RFID Security Alliance Member Comments About PUF Technology

Verayo recently announced that they have released the worlds first unclonable RFID chip at RFID World in Las Vegas. Both Verayo and Veratag incorporate similar principles to achieve unclonability in their designs, in the sense that they rely on capturing differences introduced in manufacturing. In theory, this appears to be quite "solid". Both Verayo and Veratag are members of the RFID Security Alliance.

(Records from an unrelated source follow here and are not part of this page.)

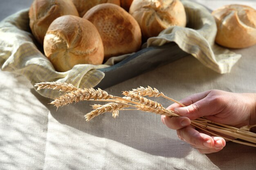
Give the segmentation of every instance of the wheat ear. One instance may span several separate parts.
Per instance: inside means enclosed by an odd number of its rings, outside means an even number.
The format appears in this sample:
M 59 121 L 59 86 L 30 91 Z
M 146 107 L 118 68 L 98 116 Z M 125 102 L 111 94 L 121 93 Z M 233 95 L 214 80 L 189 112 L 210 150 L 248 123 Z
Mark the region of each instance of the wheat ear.
M 58 108 L 74 102 L 76 103 L 81 101 L 88 100 L 90 99 L 106 100 L 114 98 L 113 96 L 109 95 L 107 92 L 100 88 L 98 88 L 98 90 L 93 88 L 84 89 L 78 88 L 55 99 L 50 104 L 53 104 Z
M 101 106 L 98 105 L 94 110 L 87 113 L 84 117 L 86 121 L 88 121 L 94 117 L 106 112 L 113 112 L 112 115 L 114 115 L 113 117 L 115 117 L 118 115 L 118 111 L 119 110 L 128 107 L 129 106 L 116 103 L 109 103 Z
M 177 100 L 166 96 L 162 92 L 159 92 L 159 91 L 158 91 L 158 90 L 156 88 L 154 88 L 153 89 L 152 87 L 149 86 L 148 86 L 148 87 L 144 87 L 141 86 L 139 88 L 132 89 L 132 91 L 130 91 L 130 92 L 135 93 L 141 96 L 148 96 L 150 97 L 162 97 L 176 103 L 183 107 L 185 107 L 186 106 Z

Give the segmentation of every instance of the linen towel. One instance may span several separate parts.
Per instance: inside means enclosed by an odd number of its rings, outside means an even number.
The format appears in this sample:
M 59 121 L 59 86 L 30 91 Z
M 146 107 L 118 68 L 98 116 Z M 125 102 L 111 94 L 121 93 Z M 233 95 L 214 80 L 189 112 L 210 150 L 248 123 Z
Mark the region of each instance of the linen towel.
M 210 68 L 220 73 L 230 72 L 241 55 L 214 44 L 216 24 L 205 8 L 190 1 L 182 2 L 186 13 L 187 27 L 168 28 L 157 37 L 149 38 L 142 48 L 174 42 Z M 80 88 L 94 87 L 104 76 L 104 73 L 97 69 L 109 67 L 132 55 L 113 57 L 104 64 L 79 64 L 67 72 L 57 72 L 31 33 L 28 11 L 26 9 L 18 12 L 0 22 L 0 66 L 3 71 L 24 75 L 33 85 L 42 82 L 58 81 L 72 83 Z M 38 92 L 50 98 L 60 94 L 58 91 L 47 89 Z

Celebrated security researcher Karsten Nohl is also a member of the RFID Security Alliance, and is well known for his research and commentary on RFID security. Karsten recently commented on PUF technology:

Verayo is the second company to announce the "World’s first unclonable RFID tag" based on a physically unclonable function (PUF), after Veratag announced a similar product based on PUF technology. The security claims of these and other PUF-based products seem dubious since the current realization of PUFs defies basic principles of cryptography. The announcement states:
This new RFID chip is based on recently announced breakthrough technology called Physical Unclonable Functions (PUF). PUF technology is a type of electronic DNA or fingerprinting technology for silicon chips that makes each chip unclonable.
It might be besides the point that neither DNA, nor fingerprints are unclonable. The failure of proprietary security, which has been a constant theme on this blog, has led many to conclude that only well-reviewed security primitives can be strong. PUF technology tries to achieve security in exactly the opposite way: the PUF circuit is designed in a way so that not even the designer understands how outputs are derived from inputs. Security-by-obscurity par excellence.
Every circuit, including PUFs, is a deterministic function; the only difference in PUF circuits is that some inputs to the function vary across different tags. For a PUF to be cryptographically strong, one would hence need to show that

1. the fixed part of the circuit (the cipher) is strong by cryptographic metrics,
2. the number of device-dependent inputs (the secret key) is large and
3. the entropy of these inputs is high.

PUFs are a wonderful idea for using manufacturing variance constructively, but in their current realization, PUFs fail to convince that they are strong building blocks for security systems.

It is important to note that while Nohl, Verayo, and Veratag are all members of the RFID Security Alliance this does not preclude scrutiny of security claims made by members of the RFIDSA, nor commentary of the same. It is also important to emphasize that this level of scrutiny is critical for the "vetting" of designs and technologies.